Rien à signaler au niveau des dépenses d’investissement qui devraient tirer (en partie) la croissance du pays en 2019. Car malgré le retrait, « les investissements liés à l’organisation de la Can seront réalisés », jurent les autorités. Aucun risque ne serait donc à redouter au niveau des prévisions de croissance que le ministre juge peu audacieuses. De 3,8% en 2018, le Cameroun projette une croissance à 4,4% cette année.
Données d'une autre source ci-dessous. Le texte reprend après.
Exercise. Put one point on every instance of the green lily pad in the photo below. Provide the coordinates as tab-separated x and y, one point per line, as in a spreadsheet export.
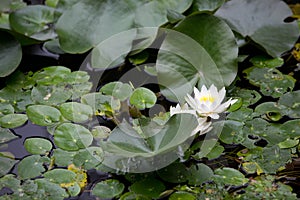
182	195
13	120
63	158
290	101
32	166
100	132
230	176
133	196
76	112
60	176
50	95
207	5
117	89
130	151
108	189
142	98
50	190
19	99
103	103
174	173
88	158
149	187
52	75
43	115
6	164
37	145
211	61
288	143
271	81
266	27
6	109
271	110
290	128
6	135
96	21
199	174
72	137
10	54
231	132
34	21
263	61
Selon le Minfi, la seule préoccupation concerne le secteur tertiaire. «Nous pouvons nous dire, s’agissant par exemple de l’hôtellerie, que nous aurons moins de recettes», indique le ministre. « Même si personnellement, je ne m’attendais pas à ce que les fréquentations augmentent », tempère-t-il. Bello Bouba Maigari, ministre du Tourisme et des Loisirs, qui a vendu la possibilité d’accueillir un million de touristes internationaux à l’occasion de cette compétition appréciera.
Aboudi Ottou
Les joueurs
Ahmad
Pour des raisons commerciales (et d’autres encore non avouées), le président de la Caf, élu en mars 2017, a précipité la réforme de la Can. Quatre mois après son élection, le Comité exécutif de la Caf décide en effet de faire passer la compétition de 16 à 24 équipes, et de rendre la décision exécutoire dès le prochain rendez-vous. Cette option complexifie l’organisation des Can 2019, 2021 et 2023 pourtant attribuées, le 20 septembre 2014, sur la base d’une compétition à 16. Conscient de ce tacle irrégulier, Ahmad se refuse d’appliquer dans sa rigueur le règlement au Cameroun qui s’est vue retirer la Can 2019. Il veut même imposer un «glissement de date» pour que le pays accueille la Can 2021. Mais tout le monde ne l’entend pas de cette oreille.
Paul Biya
Afin de tempérer ce flop qui inaugure son septième mandat, le président camerounais s’est empressé de saisir la perche tendue par le président de la Caf. Présenté comme un «glissement de date» plutôt qu’un retrait, l’échec est en effet moins cuisant. En présentant les choses ainsi, le chef de l’État camerounais adresse aussi un message indirect à son homologue ivoirien. Après avoir utilisé le football pour se maintenir au pouvoir depuis le 6 novembre 1982, Paul Biya a fini par faire de l’organisation d’une Can une question d’honneur. L’édition de 1972 est la seule et unique abritée par le pays à ce jour.
Alassane Ouattara
Le président ivoirien, qui arrive en fin de mandat en 2020, se montre très peu enthousiaste à l’idée de céder l’organisation de la Can 2021 au Cameroun. 13 décembre 2018, la Fif a même saisi le Tas. Difficile de s’imaginer qu’il ne l’a pas intégré dans sa stratégie post-2020. Ahmad, qui reconnait n’avoir reçu à ce jour aucune réponse des autorités ivoiriennes, annonce une rencontre avec Ouattara. Objectif : lui faire entendre raison. Son principal argument : le pays ne sera pas prêt pour abriter cette compétition. «Nous serons prêts pour la Can 2021», lui répond Kissé Feh. Le président du Cocan 2021 s’est exprimé dans le quotidien ivoirien Fraternité Matin, édition du 9 janvier 2019.